Saddam Hussein’s Revenge - nairboon
http://www.theamericanconservative.com/articles/saddam-husseins-revenge/

======
wjnc
As a European I find that most of the text makes sense. Perhaps in 20 years we
see the second Iraq war as a pivotal event in the relationship US - World.

But don't let the journals title fool you: the American Conservative is a
conservative magazine that was founded as an anti-Iraq magazine (see
Wikipedia). This is not a Republican or GOP outlet. It has 8000 circulation.
It's a story that I think (US-)liberals, Europeans and netizens will like. But
a large part of Americans really have different values.
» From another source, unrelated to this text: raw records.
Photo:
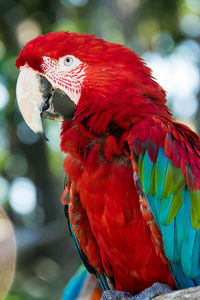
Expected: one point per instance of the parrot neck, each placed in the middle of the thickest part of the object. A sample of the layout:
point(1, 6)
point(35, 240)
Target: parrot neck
point(124, 114)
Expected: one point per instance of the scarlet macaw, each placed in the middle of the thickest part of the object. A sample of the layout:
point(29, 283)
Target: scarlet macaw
point(133, 173)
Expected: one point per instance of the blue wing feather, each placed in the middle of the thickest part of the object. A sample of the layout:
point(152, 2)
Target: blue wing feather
point(181, 241)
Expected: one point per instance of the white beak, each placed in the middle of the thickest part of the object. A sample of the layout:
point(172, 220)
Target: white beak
point(30, 99)
point(38, 98)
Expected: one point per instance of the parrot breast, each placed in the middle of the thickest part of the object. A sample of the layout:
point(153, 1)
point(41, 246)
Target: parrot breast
point(103, 175)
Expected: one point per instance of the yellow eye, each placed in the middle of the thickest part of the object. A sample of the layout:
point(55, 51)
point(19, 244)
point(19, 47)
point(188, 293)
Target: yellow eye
point(68, 60)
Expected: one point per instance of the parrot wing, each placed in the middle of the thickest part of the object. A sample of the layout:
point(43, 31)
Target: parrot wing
point(167, 159)
point(81, 233)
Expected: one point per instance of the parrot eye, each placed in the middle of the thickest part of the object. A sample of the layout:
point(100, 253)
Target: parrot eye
point(68, 60)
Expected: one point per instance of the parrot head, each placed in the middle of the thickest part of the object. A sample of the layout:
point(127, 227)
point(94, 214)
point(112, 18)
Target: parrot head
point(65, 76)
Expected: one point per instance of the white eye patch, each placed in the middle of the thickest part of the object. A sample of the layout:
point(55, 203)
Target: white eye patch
point(68, 63)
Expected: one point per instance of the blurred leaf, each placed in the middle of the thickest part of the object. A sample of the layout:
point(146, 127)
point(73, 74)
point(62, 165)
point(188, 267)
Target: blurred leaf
point(7, 254)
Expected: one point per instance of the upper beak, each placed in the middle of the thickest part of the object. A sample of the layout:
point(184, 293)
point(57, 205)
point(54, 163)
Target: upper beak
point(36, 97)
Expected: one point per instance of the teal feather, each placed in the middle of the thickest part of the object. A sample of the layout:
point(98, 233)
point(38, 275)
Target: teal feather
point(168, 234)
point(75, 285)
point(170, 203)
point(147, 168)
point(165, 208)
point(160, 172)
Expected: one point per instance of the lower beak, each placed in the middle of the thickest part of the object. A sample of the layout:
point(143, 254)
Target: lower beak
point(37, 98)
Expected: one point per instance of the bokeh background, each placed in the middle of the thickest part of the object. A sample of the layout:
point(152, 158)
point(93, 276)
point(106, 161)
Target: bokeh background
point(165, 33)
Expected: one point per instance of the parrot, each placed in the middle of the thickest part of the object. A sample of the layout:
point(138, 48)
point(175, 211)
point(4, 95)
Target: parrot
point(132, 189)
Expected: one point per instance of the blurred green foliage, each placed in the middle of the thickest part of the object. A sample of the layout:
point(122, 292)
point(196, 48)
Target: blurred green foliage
point(31, 179)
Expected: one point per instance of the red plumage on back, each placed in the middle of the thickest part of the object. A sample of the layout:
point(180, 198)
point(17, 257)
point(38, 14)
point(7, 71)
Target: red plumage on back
point(121, 126)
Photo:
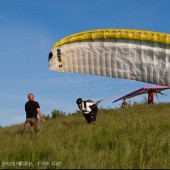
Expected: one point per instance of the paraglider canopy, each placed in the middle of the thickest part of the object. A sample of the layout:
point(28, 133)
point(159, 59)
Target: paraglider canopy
point(118, 53)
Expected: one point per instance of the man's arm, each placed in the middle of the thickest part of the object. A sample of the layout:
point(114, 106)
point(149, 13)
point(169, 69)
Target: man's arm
point(40, 114)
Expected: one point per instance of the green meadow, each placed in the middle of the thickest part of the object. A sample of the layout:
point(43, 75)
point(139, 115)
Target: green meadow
point(133, 138)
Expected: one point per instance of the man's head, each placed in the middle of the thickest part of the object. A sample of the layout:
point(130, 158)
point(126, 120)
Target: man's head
point(79, 101)
point(30, 96)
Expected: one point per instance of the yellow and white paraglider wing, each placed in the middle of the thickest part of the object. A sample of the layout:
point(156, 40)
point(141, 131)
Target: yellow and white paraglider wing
point(118, 53)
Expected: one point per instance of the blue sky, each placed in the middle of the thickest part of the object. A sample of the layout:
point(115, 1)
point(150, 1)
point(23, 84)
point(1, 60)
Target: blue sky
point(28, 29)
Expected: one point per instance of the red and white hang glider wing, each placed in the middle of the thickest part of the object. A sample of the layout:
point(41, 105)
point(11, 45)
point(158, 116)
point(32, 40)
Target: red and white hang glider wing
point(142, 91)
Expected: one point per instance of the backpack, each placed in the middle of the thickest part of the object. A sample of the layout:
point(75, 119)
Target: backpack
point(86, 102)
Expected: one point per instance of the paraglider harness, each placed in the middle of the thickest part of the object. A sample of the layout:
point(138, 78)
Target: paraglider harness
point(91, 116)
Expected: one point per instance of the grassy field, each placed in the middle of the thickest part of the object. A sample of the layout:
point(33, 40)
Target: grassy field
point(134, 138)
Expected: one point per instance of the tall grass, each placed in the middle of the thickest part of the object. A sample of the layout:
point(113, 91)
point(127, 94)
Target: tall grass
point(133, 138)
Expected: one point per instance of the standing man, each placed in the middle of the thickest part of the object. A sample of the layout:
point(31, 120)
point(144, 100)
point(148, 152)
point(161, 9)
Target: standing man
point(32, 108)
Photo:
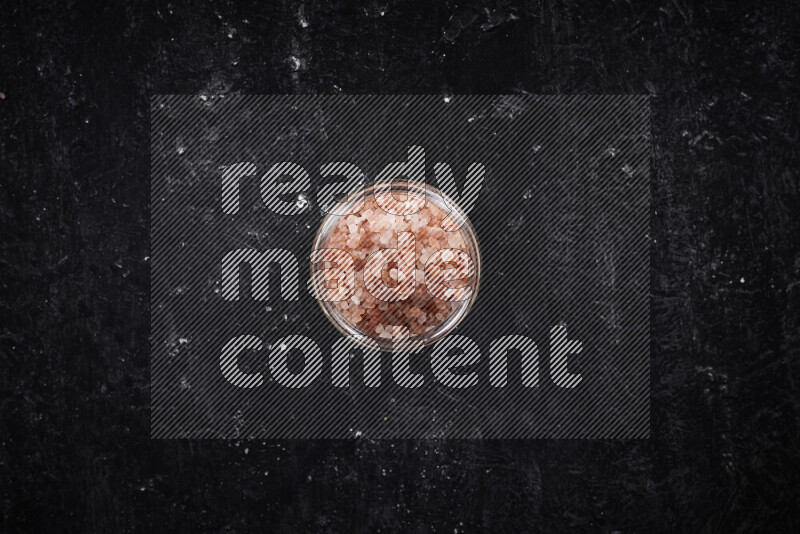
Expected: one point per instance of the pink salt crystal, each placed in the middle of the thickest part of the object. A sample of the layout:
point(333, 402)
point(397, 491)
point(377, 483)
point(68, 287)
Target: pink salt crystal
point(372, 228)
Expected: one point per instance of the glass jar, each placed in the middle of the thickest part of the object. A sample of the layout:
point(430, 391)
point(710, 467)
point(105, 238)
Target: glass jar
point(358, 225)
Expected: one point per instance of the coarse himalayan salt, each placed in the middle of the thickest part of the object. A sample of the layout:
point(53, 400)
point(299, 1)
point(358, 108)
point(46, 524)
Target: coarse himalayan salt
point(370, 229)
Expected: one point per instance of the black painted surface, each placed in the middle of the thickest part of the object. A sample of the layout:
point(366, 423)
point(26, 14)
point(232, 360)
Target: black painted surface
point(74, 154)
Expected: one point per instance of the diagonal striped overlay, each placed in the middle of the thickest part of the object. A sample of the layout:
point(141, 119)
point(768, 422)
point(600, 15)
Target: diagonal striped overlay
point(555, 346)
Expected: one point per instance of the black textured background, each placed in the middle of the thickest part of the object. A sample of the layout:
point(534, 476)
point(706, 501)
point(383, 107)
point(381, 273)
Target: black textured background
point(76, 80)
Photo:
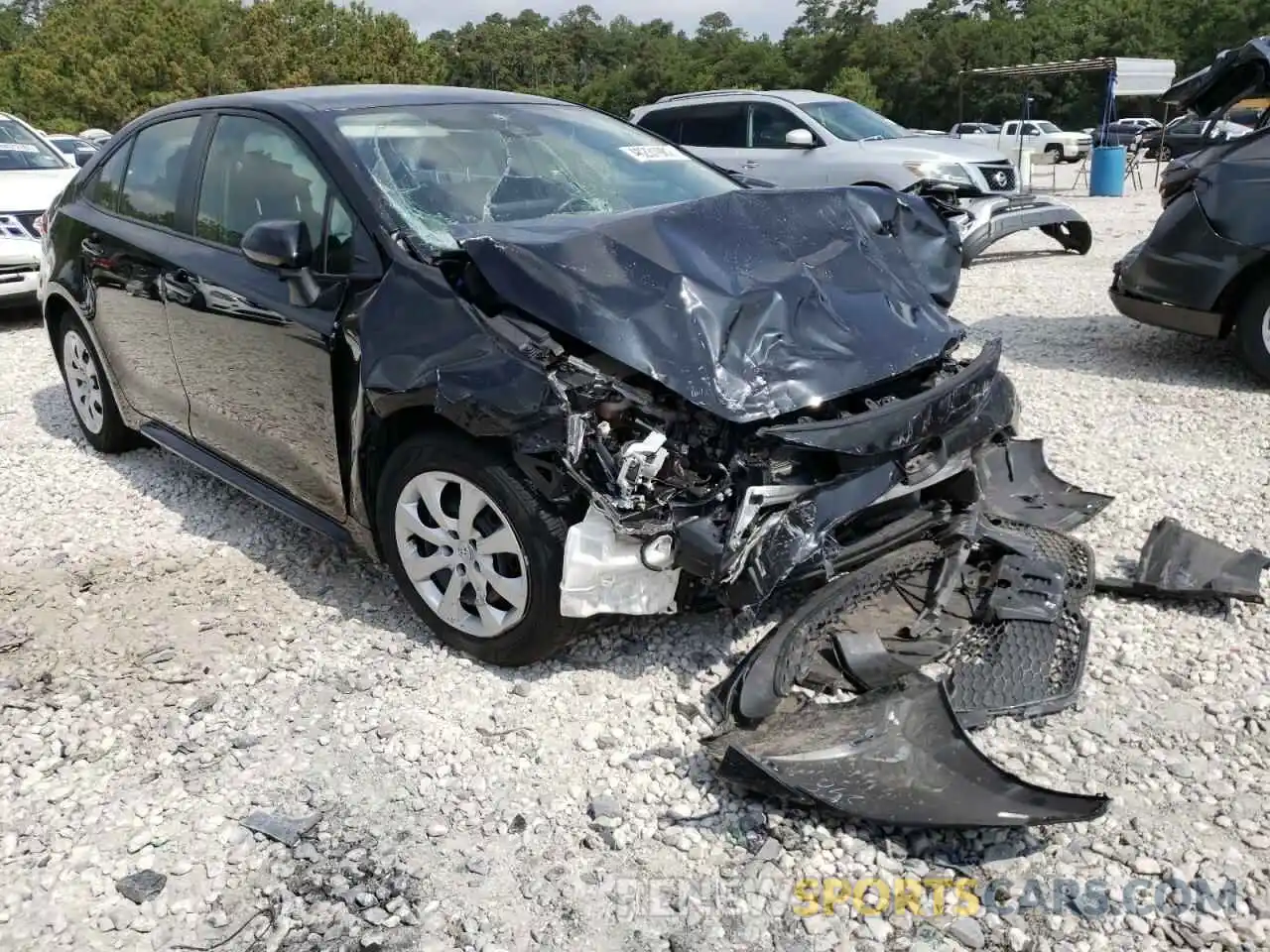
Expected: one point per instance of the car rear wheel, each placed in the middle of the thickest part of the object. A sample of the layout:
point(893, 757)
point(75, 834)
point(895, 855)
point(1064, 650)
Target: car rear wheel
point(1252, 330)
point(89, 391)
point(474, 549)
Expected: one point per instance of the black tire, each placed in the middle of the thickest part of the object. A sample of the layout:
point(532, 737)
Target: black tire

I not looking to start a flamewar. But internet people are really different
than what US politicians make of the US median vote. So this story might be
nice and ring true to me, but who will it influence?

------
sheri
The Atlantic has a series of photo's to mark the 10 year anniversary. These
photos just highlight the tragic scenario that unfolded in Iraq after the
invasion. It's just unfair that Bush and his cronies will not be held
accountable for this disaster.
[http://www.theatlantic.com/infocus/2013/03/iraq-wars-10th-
an...](http://www.theatlantic.com/infocus/2013/03/iraq-wars-10th-anniversary-
occupation-and-insurgency/100476/)

------
winestock
This isn't really Hacker News-related, although the whole article is
depressingly true.